Lords Amendments 207 and 209
91. Lords Amendments 207 and 209 to clause 243 (extent) would have the effect that where Part 9 of, and Schedule 13 to, the Bill which relate to the Commission for Local Administration in England amend Acts, the amendments extend to the same parts of the United Kingdom as the Acts which they amend.
92. Lords Amendments 210 to 212 to clause 244 would ensure that Part 3 of Schedule 5 (and clause 75(2)) will come into force on the day on which the Bill receives Royal Assent. This is to allow for transitional provision relating to changing executive arrangements to be made in advance of Part 3 of the Bill coming into force.
93. Lords Amendment 216 to schedule 1 would make a further repeal in section 17 of the Local Government Act 1992 removing the words 'and the order of retirement' which are no longer required because parish councillors all retire at the same time as parish councils cannot operate partial-council elections .
94. Lords Amendment 218 would make a drafting change to schedule 1 of the Bill which would ensure that the Regional Assemblies (Preparations) Act 2003 shall continue to operate as though the changes to the review procedures within the Local Government Act 1992, and the various repeals of provisions of that Act, had not been made. This is necessary as the Regional Assemblies (Preparations) Act 2003 refers to various sections of the LGA 1992 and applies the review procedures contained in that Act.
95. Lords Amendment 219 removes schedule 3 which is no longer required following the removal of the directly elected executive model.
96. Lords Amendments 220 and 221 are to schedule 4. Amendment 220 would update provisions defining "the leader and cabinet executive" so that these draw attention to the different models in operation in England and Wales. It would also remove references to the mayor and council manager model which is no longer to be available to authorities in England under the Bill. Amendment 221 is a drafting change which more clearly explains that the subsequent paragraphs set out the changes that are to be made to the Local Government Act 2000. The amendments would also make changes which are consequential on the issue of whether a reference to a member or councillor of a local authority includes a reference to an elected mayor of the authority (if any).

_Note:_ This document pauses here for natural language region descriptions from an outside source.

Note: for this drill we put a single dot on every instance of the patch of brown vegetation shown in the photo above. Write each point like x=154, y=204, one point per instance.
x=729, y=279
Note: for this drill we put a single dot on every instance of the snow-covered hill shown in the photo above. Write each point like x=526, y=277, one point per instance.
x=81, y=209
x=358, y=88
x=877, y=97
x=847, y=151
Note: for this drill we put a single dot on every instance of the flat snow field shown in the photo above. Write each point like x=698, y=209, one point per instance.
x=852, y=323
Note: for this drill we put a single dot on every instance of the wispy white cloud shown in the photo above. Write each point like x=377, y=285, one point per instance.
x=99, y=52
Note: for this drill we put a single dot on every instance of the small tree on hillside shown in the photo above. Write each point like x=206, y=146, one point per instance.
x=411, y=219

97. Lords Amendments 223 would make a minor and technical amendment which is consequential on subsequent changes to section 33J which is inserted by clause 62.
98. Lords Amendment 225 inserts a new schedule after schedule 4. This new schedule is almost identical to schedule 5 to the Bill as it left the Commons, with references to directly elected executives having been removed.

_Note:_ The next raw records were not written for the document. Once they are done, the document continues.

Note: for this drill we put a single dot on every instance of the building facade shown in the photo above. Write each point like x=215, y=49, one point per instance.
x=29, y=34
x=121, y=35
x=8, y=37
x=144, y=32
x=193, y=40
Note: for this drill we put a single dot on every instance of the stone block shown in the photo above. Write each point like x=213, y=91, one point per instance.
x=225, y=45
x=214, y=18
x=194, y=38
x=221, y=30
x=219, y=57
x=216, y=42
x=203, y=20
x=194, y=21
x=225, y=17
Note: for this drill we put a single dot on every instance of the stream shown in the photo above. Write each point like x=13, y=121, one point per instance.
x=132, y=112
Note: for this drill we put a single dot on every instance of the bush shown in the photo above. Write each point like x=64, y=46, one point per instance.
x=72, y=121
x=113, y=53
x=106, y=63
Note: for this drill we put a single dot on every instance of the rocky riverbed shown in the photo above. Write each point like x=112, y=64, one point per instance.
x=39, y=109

99. Lords Amendment 227 would provide for the minimum number of parish councillors for a parish council to be five. This would deal with uncertainty about the minimum number in relation to a common parish council.
100. Lords Amendments 228 would make a correction so that reference is made as intended to the order-making provisions contained in Part 1 of the Bill.

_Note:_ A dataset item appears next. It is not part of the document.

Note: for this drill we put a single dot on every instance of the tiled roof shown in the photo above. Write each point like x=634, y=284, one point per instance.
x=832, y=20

101. Lords Amendment 229 to schedule 6 would insert a reference to Part 1 of the Bill. The amendment recognises that provision about the warding of parishes and the number of parish councillors for a parish may also be made under that Part.
Lords Amendments 230 to 236 and 247 to 251
102. Lords Amendments 230 to 236 and 247 to 251 would add consequential amendments to schedule 13 and repeals to schedule 18. These are amendments of, and repeals relating to, provisions inserted or amended by the Regulatory Reform (Collaboration etc. between Ombudsmen) Order 2007 (S.I. 2007/1889). That Order facilitates joint working arrangements between the Parliamentary Commissioner for Administration (who is appointed under the Parliamentary Commissioner Act 1967), the Health Commissioner for England (who is appointed under the Health Service Commissioners Act 1993) and Local Commissioners of the Commission for Local Administration.
103. Lords Amendments 238 to 251 would insert into schedule 18 ('the repeals schedule') words to be omitted in primary legislation and provisions to be revoked in secondary legislation.